William Penn, though freed, has demonstrated no…
September 1670 CE
William Penn, though freed, has demonstrated no remorse for his aggressive stance and vowed to keep fighting against the wrongs of the Church and the King.
The Crown for its part continued to confiscate Quaker property and put thousands of Quakers in jail.
Penn's religious views from this point on effectively exile him from English society; he is sent down (expelled) from Christ Church, Oxford for being a Quaker, and arrested several times.
Among the most famous of these is the trial following his 1670 arrest with William Meade.
Penn is accused of preaching before a gathering in the street, which Penn had deliberately provoked in order to test the validity of the new law against assembly.
Penn pleads for his right to see a copy of the charges laid against him and the laws he has supposedly broken, but the judge (the Lord Mayor of London) refuses—even though this right is guaranteed by the law.

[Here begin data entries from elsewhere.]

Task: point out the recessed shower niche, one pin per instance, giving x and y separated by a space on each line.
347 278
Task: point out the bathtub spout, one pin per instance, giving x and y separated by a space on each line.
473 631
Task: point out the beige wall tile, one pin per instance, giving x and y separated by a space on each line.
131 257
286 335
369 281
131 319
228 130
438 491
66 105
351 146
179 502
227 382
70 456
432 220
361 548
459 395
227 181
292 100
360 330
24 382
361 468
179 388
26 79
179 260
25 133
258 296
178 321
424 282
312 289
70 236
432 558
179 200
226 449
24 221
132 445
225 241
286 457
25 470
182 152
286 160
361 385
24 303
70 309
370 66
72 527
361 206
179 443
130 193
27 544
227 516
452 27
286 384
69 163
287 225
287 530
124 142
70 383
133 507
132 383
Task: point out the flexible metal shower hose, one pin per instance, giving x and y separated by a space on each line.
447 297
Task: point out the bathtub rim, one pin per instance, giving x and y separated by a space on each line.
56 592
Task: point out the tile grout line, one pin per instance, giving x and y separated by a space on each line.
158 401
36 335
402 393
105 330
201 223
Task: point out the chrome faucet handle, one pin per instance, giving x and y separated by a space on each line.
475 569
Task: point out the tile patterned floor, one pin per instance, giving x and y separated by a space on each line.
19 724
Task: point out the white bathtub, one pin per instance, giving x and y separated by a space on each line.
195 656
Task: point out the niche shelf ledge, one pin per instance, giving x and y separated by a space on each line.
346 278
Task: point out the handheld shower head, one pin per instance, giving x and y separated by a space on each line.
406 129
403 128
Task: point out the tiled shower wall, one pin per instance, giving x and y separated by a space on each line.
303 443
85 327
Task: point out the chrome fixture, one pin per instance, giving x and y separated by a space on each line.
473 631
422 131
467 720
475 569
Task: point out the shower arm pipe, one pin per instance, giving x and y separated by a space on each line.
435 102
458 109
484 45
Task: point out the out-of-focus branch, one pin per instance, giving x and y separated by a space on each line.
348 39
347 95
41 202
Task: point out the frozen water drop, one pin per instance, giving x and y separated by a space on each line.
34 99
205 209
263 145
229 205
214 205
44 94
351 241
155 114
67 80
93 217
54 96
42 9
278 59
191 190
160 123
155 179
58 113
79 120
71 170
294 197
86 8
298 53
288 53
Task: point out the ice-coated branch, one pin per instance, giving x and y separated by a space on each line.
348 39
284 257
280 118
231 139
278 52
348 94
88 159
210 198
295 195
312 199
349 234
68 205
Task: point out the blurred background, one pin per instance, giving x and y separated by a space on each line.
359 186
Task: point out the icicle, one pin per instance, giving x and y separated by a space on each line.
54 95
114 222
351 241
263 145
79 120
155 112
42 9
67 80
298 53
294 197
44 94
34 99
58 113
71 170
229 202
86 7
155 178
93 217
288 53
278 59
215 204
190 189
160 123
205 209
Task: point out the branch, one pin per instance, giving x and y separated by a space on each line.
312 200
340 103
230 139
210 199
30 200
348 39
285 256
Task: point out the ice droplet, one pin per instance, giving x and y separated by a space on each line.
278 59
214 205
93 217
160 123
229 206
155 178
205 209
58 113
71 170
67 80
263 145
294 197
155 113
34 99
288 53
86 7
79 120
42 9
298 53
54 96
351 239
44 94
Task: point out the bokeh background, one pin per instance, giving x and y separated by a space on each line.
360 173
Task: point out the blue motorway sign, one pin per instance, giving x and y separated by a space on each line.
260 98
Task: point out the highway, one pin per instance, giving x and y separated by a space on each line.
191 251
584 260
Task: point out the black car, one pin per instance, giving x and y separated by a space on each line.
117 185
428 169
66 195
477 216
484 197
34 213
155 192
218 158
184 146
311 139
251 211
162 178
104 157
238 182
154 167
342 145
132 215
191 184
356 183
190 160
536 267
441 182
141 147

Furthermore, the judge directs the jury to come to a verdict without hearing the defense.
Despite heavy pressure from the Lord Mayor to convict Penn, the jury returns a verdict of "not guilty".
When invited by the judge to reconsider their verdict and to select a new foreman, they refuse and are sent to a cell over several nights to mull over their decision.
The Lord Mayor then tells the jury, "You shall go together and bring in another verdict, or you shall starve", and not only had Penn sent to jail in loathsome Newgate Prison (on a charge of contempt of court), but the full jury follows him, and they are additionally fined the equivalent of a year’s wages each.
The members of the jury, fighting their case from prison in what becomes known as Bushel's Case, manage to win the right for all English juries to be free from the control of judges.
This case is one of the more important trials that are to shape the future concept of American freedom and is a victory for the use of the writ of habeas corpus as a means of freeing those unlawfully detained.